On the 7th of May, 2020, UACN Property Development Company (UPDC) published its audited financial statements reporting a loss of ₦15.883 billion for the year ended 31st December, 2019. This is a 5.54% increase from the loss recorded in 2018 and the 4th consecutive year UPDC will be recording a loss.
The ₦12.638 billion impairment of assets of disposal group held for sale was the largest driver of UPDC’s loss during FY:2019. Without the impairment, however, UPDC’s performance during the period was still a loss-making one, even after the group reduced operating losses by 80% to ₦1.268 billion and net finance costs by 45% to ₦2.610 billion. The impairment of assets of the disposal group held for sale was taken on their investment in UPDC REIT.
In September 2019, there was a joint announcement by the parent company (UAC of Nigeria Plc) and UACN Property Development Company Plc (UPDC) regarding the unbundling of UPDC’s interest in its associate company, (UPDC REIT) to UPDC shareholders. This was in a bid to make UPDC REIT a free-standing entity pursuing its own growth initiatives. The unbundling will also see UAC shareholders have the opportunity to be allocated shares in both UPDC and UPDC REIT, unlike the previous structure which required UAC shareholders to own shares in UPDC first before they could own shares in UPDC REIT.
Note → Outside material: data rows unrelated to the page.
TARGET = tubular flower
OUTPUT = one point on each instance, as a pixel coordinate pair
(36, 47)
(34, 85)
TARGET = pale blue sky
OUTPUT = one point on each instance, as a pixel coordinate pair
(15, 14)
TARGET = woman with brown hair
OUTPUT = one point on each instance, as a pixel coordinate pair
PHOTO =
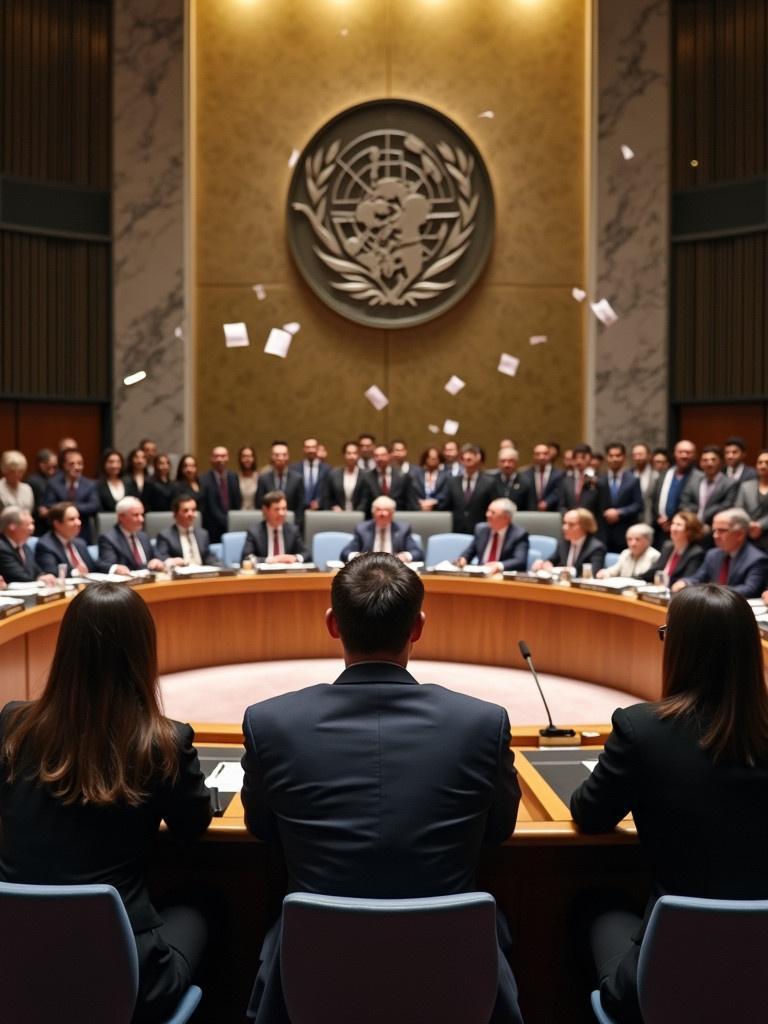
(687, 767)
(88, 771)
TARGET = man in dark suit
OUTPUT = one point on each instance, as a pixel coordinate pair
(273, 540)
(126, 548)
(621, 499)
(219, 492)
(543, 480)
(71, 485)
(344, 488)
(280, 477)
(382, 534)
(184, 543)
(468, 495)
(387, 480)
(17, 563)
(734, 561)
(344, 776)
(62, 545)
(497, 543)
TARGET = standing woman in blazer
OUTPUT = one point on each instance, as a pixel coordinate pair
(689, 768)
(88, 771)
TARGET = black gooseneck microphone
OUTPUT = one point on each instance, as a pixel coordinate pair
(551, 734)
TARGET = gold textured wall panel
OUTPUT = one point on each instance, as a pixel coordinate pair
(266, 74)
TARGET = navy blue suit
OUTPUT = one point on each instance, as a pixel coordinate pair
(365, 536)
(86, 500)
(514, 553)
(748, 573)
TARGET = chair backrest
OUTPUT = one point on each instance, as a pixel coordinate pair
(547, 545)
(155, 521)
(231, 547)
(704, 961)
(69, 953)
(427, 523)
(329, 545)
(345, 961)
(548, 523)
(445, 546)
(325, 521)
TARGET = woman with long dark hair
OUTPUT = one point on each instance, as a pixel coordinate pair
(88, 771)
(686, 767)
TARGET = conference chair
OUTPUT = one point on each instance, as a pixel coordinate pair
(328, 546)
(701, 962)
(441, 547)
(345, 961)
(69, 953)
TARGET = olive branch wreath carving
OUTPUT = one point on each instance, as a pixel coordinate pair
(360, 283)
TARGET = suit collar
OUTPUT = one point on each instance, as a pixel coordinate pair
(376, 672)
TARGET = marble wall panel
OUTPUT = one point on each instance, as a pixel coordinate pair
(630, 382)
(147, 220)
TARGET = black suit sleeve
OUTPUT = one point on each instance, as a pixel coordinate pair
(607, 796)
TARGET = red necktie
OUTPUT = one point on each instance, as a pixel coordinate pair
(494, 553)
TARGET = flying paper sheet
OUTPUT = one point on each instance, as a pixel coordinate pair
(236, 336)
(377, 397)
(604, 311)
(508, 365)
(278, 342)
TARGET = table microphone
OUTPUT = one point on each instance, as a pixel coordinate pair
(551, 736)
In the 2019 Full Year Financial Statement, Ernst and Young, UPDC’s auditors, reported two key significant two Key Audit Matters namely:
1. The Significant Impairment of the Investment in Associate.
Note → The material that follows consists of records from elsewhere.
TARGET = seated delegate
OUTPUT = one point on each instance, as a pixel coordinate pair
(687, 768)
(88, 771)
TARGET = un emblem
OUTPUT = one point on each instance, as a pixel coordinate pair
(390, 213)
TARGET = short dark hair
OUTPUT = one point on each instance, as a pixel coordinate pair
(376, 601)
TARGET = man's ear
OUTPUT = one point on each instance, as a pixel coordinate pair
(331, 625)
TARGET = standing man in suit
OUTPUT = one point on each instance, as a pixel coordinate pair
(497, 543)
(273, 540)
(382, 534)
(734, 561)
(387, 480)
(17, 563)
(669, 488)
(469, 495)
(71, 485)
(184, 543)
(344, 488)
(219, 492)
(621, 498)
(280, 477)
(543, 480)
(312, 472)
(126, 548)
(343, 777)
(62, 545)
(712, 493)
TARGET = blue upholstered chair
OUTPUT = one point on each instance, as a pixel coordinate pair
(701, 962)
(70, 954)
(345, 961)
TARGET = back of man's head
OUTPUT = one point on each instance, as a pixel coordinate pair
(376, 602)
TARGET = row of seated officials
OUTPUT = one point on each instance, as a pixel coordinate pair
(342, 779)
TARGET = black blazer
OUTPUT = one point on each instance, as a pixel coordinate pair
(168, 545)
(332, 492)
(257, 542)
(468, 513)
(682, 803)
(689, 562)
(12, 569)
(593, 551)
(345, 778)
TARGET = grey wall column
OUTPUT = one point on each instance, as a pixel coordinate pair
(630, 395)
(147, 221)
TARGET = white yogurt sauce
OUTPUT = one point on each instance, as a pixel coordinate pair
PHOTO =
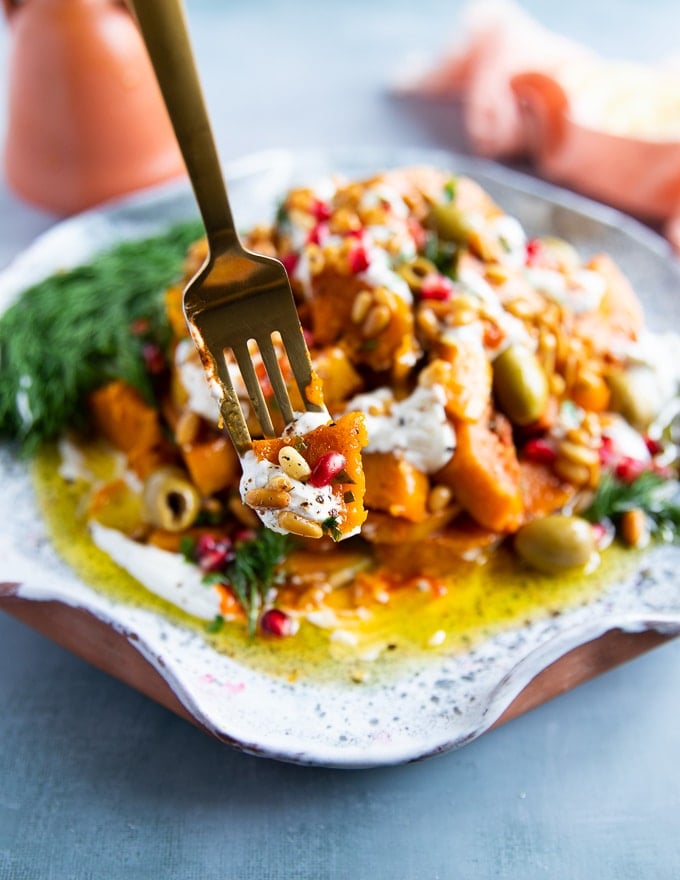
(165, 574)
(415, 428)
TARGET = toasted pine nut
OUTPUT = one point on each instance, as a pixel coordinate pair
(187, 427)
(377, 319)
(428, 323)
(270, 499)
(299, 525)
(293, 464)
(571, 471)
(361, 305)
(439, 498)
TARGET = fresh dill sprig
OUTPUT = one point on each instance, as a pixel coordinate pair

2. Significant Inventory Writedown.
On the significant impairment of the Investment in Associate. The auditors explain:
“An impairment loss of ₦12.64 billion and ₦9.48 billion was recognised in the current year for the Group and the Company respectively. The Group’s carrying value includes a share of profit from the Associate over the years and this resulted in a higher diminution in value when compared with the unit price as of 31 December 2019.”
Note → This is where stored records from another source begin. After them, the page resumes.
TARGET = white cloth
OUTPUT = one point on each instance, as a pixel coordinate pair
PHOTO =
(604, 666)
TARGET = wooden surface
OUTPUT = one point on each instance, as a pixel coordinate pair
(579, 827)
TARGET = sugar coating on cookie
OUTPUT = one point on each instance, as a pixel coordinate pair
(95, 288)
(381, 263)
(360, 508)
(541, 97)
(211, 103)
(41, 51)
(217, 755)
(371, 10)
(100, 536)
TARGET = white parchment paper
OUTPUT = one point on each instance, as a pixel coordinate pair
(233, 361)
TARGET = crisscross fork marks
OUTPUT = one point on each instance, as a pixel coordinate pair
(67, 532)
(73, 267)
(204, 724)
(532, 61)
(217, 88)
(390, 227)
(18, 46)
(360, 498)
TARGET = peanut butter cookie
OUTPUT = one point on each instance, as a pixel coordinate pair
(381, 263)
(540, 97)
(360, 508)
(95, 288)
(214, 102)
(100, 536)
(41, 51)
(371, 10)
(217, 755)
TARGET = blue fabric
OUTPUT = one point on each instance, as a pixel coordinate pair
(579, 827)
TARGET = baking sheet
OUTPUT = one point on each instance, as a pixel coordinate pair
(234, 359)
On the significant Inventory Writedown, the auditors explain:
“During the year, the Company’s inventory (assets under construction) in respect of Victoria Mall Plaza (VMP) 3A and Victoria Mall Plaza (VMP) 3B was written down by ₦1.2 billion (2018: ₦0.594 billion) to its net realisable value based on the expected selling price and other incidental costs to sell”.
The consecutive losses recorded by UPDC is telling of the hard times facing the company. In the previous year, efforts such as a new management team and the unbundling exercise were made to position the company for sustainable financial performance. According to the auditors, the results of the joint announcement were yet to be implemented as at year-end 2019. However, the new strategies prove a company ready to turn the tides in the coming year. We are indeed hopeful of a turnaround and will keep you in check as new events surface.